A experiência japonesa preenche a maioria das obras de Wenceslau de Moraes, a que se juntam informações geográficas, históricas e etnográficas. O Japão já está presente no capítulo final de Traços do Extremo Oriente, em todo o Dai-Nippon e ainda em parte de Paisagens da China e do Japão, uma coletânea de artigos composta em grande parte por traduções de contos e histórias tradicionais. As restantes obras centram-se exclusivamente na terra do Sol Nascente: Cartas do Japão, O Bon-Odori em Tokushima, Serões do Japão e O Culto do Chá, de 1905, a sua obra mais apreciada do ponto de vista bibliográfico, editada em Kobe sobre papel de arroz com estampas do pintor Yoshiaki. A estes títulos seguiram-lhe outros, como O-Yoné e Ko-Haru, uma coletânea de textos ligados entre si pelo tema da saudade e embora não seja a obra mais conhecida de Moares, tem sido, talvez o livro mais realçado pela crítica. Em 1920, publica o famoso ensaio Fernão Mendes Pinto e o Japão. Moraes admira o aventureiro português, autor de Peregrinação, e de quem se considera sucessor. Neste ensaio Moraes elogia o talento literário de Mendes Pinto. Estalece-se aqui uma partilha de olhares, uma identidade de experiências que une os dois autores ao ponto de Moraes exclamar:
«Assalta-me o desejo irresistível de abraçá-lo… em espírito, como a um irmão mais velho na boémia da vida e nos baldões da sorte.»
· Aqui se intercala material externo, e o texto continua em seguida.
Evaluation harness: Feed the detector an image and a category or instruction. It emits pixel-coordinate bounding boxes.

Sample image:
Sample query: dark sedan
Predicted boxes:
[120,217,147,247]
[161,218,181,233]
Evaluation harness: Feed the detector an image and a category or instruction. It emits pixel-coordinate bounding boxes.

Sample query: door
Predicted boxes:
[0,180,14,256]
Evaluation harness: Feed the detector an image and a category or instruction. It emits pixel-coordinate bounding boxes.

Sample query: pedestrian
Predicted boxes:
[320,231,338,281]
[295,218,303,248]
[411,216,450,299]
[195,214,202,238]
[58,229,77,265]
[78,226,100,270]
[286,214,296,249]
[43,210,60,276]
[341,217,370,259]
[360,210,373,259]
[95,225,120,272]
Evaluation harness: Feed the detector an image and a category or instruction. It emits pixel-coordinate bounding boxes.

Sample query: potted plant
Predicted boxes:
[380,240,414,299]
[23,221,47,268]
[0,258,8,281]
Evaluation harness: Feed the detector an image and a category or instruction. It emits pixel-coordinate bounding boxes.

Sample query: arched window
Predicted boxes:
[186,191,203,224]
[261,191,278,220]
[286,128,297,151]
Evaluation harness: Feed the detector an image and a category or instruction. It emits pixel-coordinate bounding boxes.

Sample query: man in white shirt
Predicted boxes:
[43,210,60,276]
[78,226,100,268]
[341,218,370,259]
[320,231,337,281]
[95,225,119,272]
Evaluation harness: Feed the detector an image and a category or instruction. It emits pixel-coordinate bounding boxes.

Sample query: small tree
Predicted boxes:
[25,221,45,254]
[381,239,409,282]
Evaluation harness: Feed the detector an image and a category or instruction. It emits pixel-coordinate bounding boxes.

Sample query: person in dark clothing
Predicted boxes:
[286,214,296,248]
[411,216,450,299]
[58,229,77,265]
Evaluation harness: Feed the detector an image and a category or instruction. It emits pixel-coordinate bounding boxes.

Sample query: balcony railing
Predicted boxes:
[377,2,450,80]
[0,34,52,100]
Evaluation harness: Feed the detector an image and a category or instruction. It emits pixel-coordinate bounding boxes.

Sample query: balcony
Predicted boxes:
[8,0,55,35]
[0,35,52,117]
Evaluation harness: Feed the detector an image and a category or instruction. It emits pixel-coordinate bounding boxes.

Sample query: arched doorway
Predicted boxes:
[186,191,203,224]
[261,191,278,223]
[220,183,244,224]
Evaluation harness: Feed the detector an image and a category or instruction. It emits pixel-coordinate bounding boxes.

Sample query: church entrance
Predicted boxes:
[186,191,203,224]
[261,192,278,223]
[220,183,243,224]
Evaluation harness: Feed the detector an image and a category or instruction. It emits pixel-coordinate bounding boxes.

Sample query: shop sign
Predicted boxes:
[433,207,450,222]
Moraes, todavia, nunca se tornou japonês. Amou aquela terra exótica porque oferecia matéria à sede de desconhecido, à paixão do belo e ao caminho interior. Os últimos anos de vida — morreria a 1 de julho de 1929 — são arrastados com uma enorme saudade de Portugal. Trava relações epistolares com quem nunca as tivera, vive sobressaltado com as constantes revoluções da República e segue os acontecimentos, que lhe eram enviados a seu pedido; teve fé ilimitada no inspirador da República Nova, Sidónio Pais, cujo assassinato o desgostou profundamente. Classifica os chefes daquele período agitado como:
«… uns bandidos, uns vagabundos, uns imbecis!»
E passados 34 anos da sua última estada na metrópole ainda escreve alarmado e pergunta ansioso: «O que sei é que as coisas no nosso país vão mal (…) Como acabará isto?»
A biografia de Wenceslau de Moraes teve por base o livro O Essencial sobre Wenceslau de Moraes, de autoria de Ana Paula Laborinho.